Comment by spacechild1

Comment by spacechild1 2 days ago

3 replies

> Importantly, there is no need to trust the LLM or review its output when its job is just saving me an hour or two by telling me where the bug is, for me to reason about it and fix it.

Except they regularly come up with "explanations" that are completely bogus and may actually waste an hour or two. Don't get me wrong, LLMs can be incredibly helpful for identifying bugs, but you still have to keep a critical mindset.

danielbln 2 days ago

OP said "for me to reason about it", not for the LLM to reason about it.

I agree though, LLMs can be incredible debugging tools, but they are also incredibly gullable and love to jump to conclusions.

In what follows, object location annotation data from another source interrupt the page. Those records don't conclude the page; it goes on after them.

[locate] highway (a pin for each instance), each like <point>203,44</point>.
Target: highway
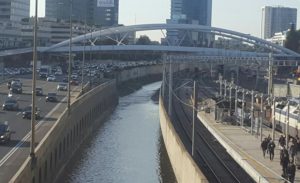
<point>13,154</point>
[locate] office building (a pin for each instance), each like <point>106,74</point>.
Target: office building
<point>14,10</point>
<point>277,19</point>
<point>11,14</point>
<point>99,13</point>
<point>190,12</point>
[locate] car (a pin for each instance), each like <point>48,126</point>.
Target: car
<point>58,73</point>
<point>5,132</point>
<point>65,79</point>
<point>26,114</point>
<point>10,104</point>
<point>74,82</point>
<point>51,97</point>
<point>16,81</point>
<point>62,87</point>
<point>39,91</point>
<point>51,78</point>
<point>16,88</point>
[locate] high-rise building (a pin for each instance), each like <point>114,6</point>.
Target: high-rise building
<point>11,14</point>
<point>190,12</point>
<point>100,13</point>
<point>14,10</point>
<point>277,19</point>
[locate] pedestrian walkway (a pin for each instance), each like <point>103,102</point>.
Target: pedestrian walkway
<point>246,150</point>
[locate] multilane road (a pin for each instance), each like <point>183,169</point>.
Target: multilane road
<point>13,154</point>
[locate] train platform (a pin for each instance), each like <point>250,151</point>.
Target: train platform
<point>244,147</point>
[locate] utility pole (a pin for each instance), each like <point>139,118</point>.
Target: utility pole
<point>243,103</point>
<point>70,57</point>
<point>164,77</point>
<point>170,88</point>
<point>287,125</point>
<point>221,82</point>
<point>273,119</point>
<point>236,99</point>
<point>83,56</point>
<point>195,107</point>
<point>270,81</point>
<point>261,116</point>
<point>33,110</point>
<point>252,111</point>
<point>225,88</point>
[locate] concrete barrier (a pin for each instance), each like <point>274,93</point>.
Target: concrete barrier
<point>67,134</point>
<point>185,169</point>
<point>69,131</point>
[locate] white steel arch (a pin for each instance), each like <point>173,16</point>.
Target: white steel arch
<point>191,27</point>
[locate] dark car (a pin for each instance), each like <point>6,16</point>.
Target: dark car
<point>8,84</point>
<point>10,104</point>
<point>4,133</point>
<point>51,97</point>
<point>39,91</point>
<point>16,88</point>
<point>26,114</point>
<point>74,82</point>
<point>65,79</point>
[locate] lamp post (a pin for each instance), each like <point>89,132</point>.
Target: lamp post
<point>70,57</point>
<point>32,143</point>
<point>83,56</point>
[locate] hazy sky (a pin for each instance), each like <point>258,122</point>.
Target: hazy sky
<point>239,15</point>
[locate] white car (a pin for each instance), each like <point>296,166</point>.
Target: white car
<point>62,87</point>
<point>51,78</point>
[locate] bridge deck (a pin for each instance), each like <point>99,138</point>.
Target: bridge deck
<point>246,148</point>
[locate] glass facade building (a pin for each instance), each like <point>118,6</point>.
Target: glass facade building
<point>100,13</point>
<point>14,10</point>
<point>189,12</point>
<point>277,19</point>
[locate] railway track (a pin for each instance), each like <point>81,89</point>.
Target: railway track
<point>213,160</point>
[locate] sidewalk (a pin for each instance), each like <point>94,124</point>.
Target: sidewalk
<point>245,148</point>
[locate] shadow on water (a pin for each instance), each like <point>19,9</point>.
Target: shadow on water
<point>127,148</point>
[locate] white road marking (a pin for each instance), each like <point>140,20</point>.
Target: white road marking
<point>26,137</point>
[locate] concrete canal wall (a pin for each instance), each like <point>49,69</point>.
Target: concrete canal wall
<point>70,130</point>
<point>185,169</point>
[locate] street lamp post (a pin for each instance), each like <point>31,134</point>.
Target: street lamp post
<point>287,124</point>
<point>252,111</point>
<point>32,144</point>
<point>83,57</point>
<point>243,113</point>
<point>70,57</point>
<point>261,116</point>
<point>195,106</point>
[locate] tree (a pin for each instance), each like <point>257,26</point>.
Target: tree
<point>293,40</point>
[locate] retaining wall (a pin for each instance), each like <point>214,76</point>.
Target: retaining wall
<point>185,169</point>
<point>70,130</point>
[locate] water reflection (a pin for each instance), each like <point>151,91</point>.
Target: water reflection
<point>128,148</point>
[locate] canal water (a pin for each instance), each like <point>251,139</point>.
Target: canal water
<point>127,148</point>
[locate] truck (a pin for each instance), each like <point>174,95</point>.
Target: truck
<point>44,71</point>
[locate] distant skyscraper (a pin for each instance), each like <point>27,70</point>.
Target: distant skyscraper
<point>277,19</point>
<point>14,10</point>
<point>190,12</point>
<point>96,12</point>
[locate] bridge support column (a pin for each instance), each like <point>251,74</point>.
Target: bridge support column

The moment you turn your own fleshy brain off is when they go to lala land.

  • spacechild1 a day ago

    > OP said "for me to reason about it", not for the LLM to reason about it.

    But that's what I meant! Just recently I asked an LLM about a weird backtrace and it pointed me the supposed source of the issue. It sounded reasonable and I spent 1-2 hours researching the issue, only to find out it was a total red herring. Without the LLM I wouldn't have gone down that road in the first place.

    (But again, there have been many situations where the LLM did point me to the actual bug.)

    • danielbln a day ago

      Yeah that's fair, I've been there before myself. It doesn't help when it throws "This is the smoking gun!" at you. I've started using subagents more, specifically a subagent that shells out codex. This way I can have Claude throw a problem over to GPT5 and both can come to a consensus. Doesn't completely prevent wild goose chases, but it helps a lot.

      I also agree that many more times the LLM is like a blood hound leading me to the right thing (which makes it all the more annoying the few times when it chases a red herring).